Des candidats acquéreurs avisés formulent leur offre de prix en isolant partiellement voire totalement le patrimoine tangible de l’intangible. La proposition comprend une partie fixe (valorisation du patrimoine totalement ou principalement intangible) et une partie variable (valorisation du solde ou de la totalité du patrimoine tangible). Exemples :
- Prix de cession = Enterprise Value (fixe) + situation nette de trésorerie (variable)
- Prix de cession = Fonds propres comptables ou corrigés (variables) + Goodwill (fixe)
Il n’est pas rare de décomposer l’ « Enterprise Value », qui intègre quelques éléments de valeur tangibles parmi les intangibles, de manière à cadrer un peu plus encore la proposition. En effet, cette première formule, telle que rédigée, autorise et rémunère l’optimisation à outrance de la situation au jour de la cession, au détriment parfois d’une saine gestion de l’entreprise. Exemple : mettre la pression sur les clients pour qu’ils honorent leur dette avant échéance et faire patienter les fournisseurs de manière à gonfler la situation nette de trésorerie au jour « j ». La seconde formule, quant à elle, permet d’éviter ce genre de manœuvres dont le goût peut s’avérer particulièrement amer dans le chef d’un repreneur fraichement devenu propriétaire.
Par le recours à une variable d’ajustement, le candidat repreneur se couvre contre une tendance conjoncturellement plus difficile. En revanche, il se ferme la porte à profiter d’éventuels résultats florissants de l’entreprise réalisés pendant les périodes de négociation et de finalisation.
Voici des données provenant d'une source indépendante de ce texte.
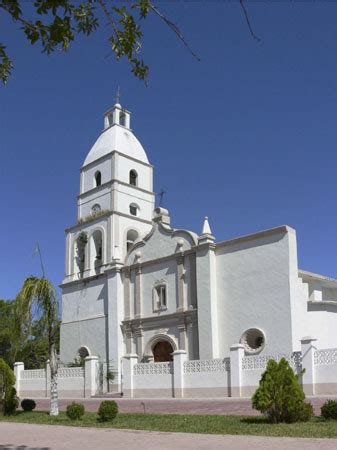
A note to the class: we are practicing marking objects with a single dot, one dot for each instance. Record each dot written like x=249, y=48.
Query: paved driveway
x=49, y=437
x=177, y=406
La formule complète, sécurisée mais indigeste
Quid si la parfois très longue période aux résultats inconnus, révèle des chiffres structurellement différents ?
Une PME peut parcourir de nombreux virages en un temps réduit. Si une variable d’ajustement permet de transiger en cas de période tumultueuse passagère, elle ne suffira pas à amortir une évolution substantielle et durable de ses performances.
Les acquéreurs évaluent généralement les composants intangibles d’une entreprise en fonction de la rentabilité structurelle de son activité. Lorsqu’une crise majeure touche l’entreprise à vendre, son secteur ou l’économie en général, un ajustement du prix basé uniquement sur la trésorerie ou les fonds propres ne suffit pas toujours à compenser une chute plus profonde de la valeur. Pour se protéger contre ce type de scénario, et inciter le cédant à rester pleinement investi jusqu’au bout, certains acquéreurs proposent une formulation de prix plus élaborée dans leur lettre d’intention :
- Prix de cession = Enterprise Value (variable) + situation nette de trésorerie (variable)
- Enterprise Value = EBITDA corrigé (variable) * 5,5 – BFR normalisé + BFR (variable)
Si cette formule réduit plus encore le risque du repreneur, ici aussi, elle lui ferme la porte à profiter gratuitement d’une croissance structurelle des résultats de l’entreprise durant la période aveugle. En pratique, ce genre de formulation de prix est peu répandue. Le cédant risque s’y perdre et de préférer opter pour une offre plus lisible.
Du sur-mesure, à chaque coup
D’autres mécanismes existent pour réduire davantage encore le risque du repreneur, comme le recours à une clause d’earn out par exemple.
De nombreux deals n’aboutissent pas par afflux d’aspects à régler sur le tard, qui ne l’ont pas été en amont, notamment par la rédaction d’une LOI intelligente et adaptée. Les cas sont tous différents, les solutions aussi. Le tout est d’analyser la situation minutieusement, de l’appréhender avec recul, de cerner les composants majeurs de valeur et leur nature pour centrer le débat sur l’important.